Banana Fish

Jul 14, 2009 16:21

  I figured I should probably start posting some stuff on this LJ, since I do stalk people on it, and it might be a bit creepy to have an empty journal... (Or do lots of people do that? Hm...) So, uh, here goes...

I just finished a 19-vol series of a manga called Banana Fish, by Akimi Yoshida. And, holy crap, it is one of the best manga series I have ever read. The basic storyline follows a 17yo teenager named Ash Lynx, who was picked up off the streets and raised to take over the New York underworld by a sadistic man known as "Papa" Dino Golzine, who also used Ash as his sex toy. Ash's brother was in Vietnam during the war, but suddenly went crazy one day and shot most of his comrades dead, before uttering the words "banana fish" and ever since, those two words were all he would say.

Banana Fish is classified as a shojo manga, but I sure as hell don't agree - it's brutal, violent, bloody, gory, and deals in rape and pedophilia (although the latter two are not graphic). The only "shojo" part of it would be the underlying homosexual implications between Ash and Eiji Okumura, a Japanese boy who came to NY as a reporter assistant and met Ash while doing a story on the NY underworld - and even that's not explicitly defined; it can be viewed as extremely tight friendship if one chooses to.

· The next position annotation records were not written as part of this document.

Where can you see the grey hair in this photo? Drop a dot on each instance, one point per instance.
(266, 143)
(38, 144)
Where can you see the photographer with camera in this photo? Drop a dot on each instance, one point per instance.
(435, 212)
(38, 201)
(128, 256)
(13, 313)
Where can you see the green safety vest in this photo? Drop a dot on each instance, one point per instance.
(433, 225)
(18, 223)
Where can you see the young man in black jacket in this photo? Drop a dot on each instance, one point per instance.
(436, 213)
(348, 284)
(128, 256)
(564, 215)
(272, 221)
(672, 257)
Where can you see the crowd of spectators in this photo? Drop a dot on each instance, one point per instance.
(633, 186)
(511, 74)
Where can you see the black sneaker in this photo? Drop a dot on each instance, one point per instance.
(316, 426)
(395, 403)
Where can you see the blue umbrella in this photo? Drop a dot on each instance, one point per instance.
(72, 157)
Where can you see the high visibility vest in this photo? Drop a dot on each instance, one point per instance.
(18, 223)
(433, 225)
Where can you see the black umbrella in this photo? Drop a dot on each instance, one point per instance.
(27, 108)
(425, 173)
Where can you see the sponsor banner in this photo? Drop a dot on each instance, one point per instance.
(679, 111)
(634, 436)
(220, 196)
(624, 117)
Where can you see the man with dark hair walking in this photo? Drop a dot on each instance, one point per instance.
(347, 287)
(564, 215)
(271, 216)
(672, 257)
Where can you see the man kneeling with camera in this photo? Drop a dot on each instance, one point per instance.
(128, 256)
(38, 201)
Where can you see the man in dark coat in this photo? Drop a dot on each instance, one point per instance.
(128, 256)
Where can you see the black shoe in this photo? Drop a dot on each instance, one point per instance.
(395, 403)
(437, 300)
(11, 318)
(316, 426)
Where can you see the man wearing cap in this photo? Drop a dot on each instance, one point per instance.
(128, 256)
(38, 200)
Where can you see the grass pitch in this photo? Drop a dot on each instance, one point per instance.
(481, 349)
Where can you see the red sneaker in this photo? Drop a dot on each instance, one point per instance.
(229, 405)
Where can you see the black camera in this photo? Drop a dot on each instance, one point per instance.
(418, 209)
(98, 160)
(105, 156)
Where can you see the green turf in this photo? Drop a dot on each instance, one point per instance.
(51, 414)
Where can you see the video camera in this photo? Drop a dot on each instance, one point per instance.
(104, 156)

The art took some getting used to at first - I had a lot of trouble telling people apart, but stays fairly consistent throughout the whole series, which was good as there were a lot of characters that appeared in this series. As I was reading it, I kept on relating it to those corny cops-vs-mafia movies, and how if this was made into a movie, it would be so fucking good despite the fact that it uses some cliches that only became cliches because they were used too much in the recent past (this series was published in the 1980s). It is a rather dialogue-heavy series, but the storyline is clear and is one long journey, instead of several story arcs like most manga.

I'm not too sure I like the ending, but I think the epilogue makes up for it quite well. (I actually teared up a bit.) At the same time, I find I can't get into the fandom very well, because everything that needs to be said about the relationships between any of the characters has already been said, if not explicitly stated then implied by the mangaka. Overall, I'd say this manga deserves to be read and reread, just to fully grasp most of what the mangaka intended to state. Viz did a fairly decent job on translating this series, so I think I'll be looking for my own copy of the series now (I borrowed from a friend this time...). On the other hand, I noticed in some volumes they'd say "fudging" instead of "fucking" (as in, "that fudging bastard"), and that really got on my nerves/pulled me out of the story, because really, do gangsters in NY say "fudging"? Other than that, I'm fairly happy with what Viz has done, and I think anyone who enjoys more realistic manga would like this series too.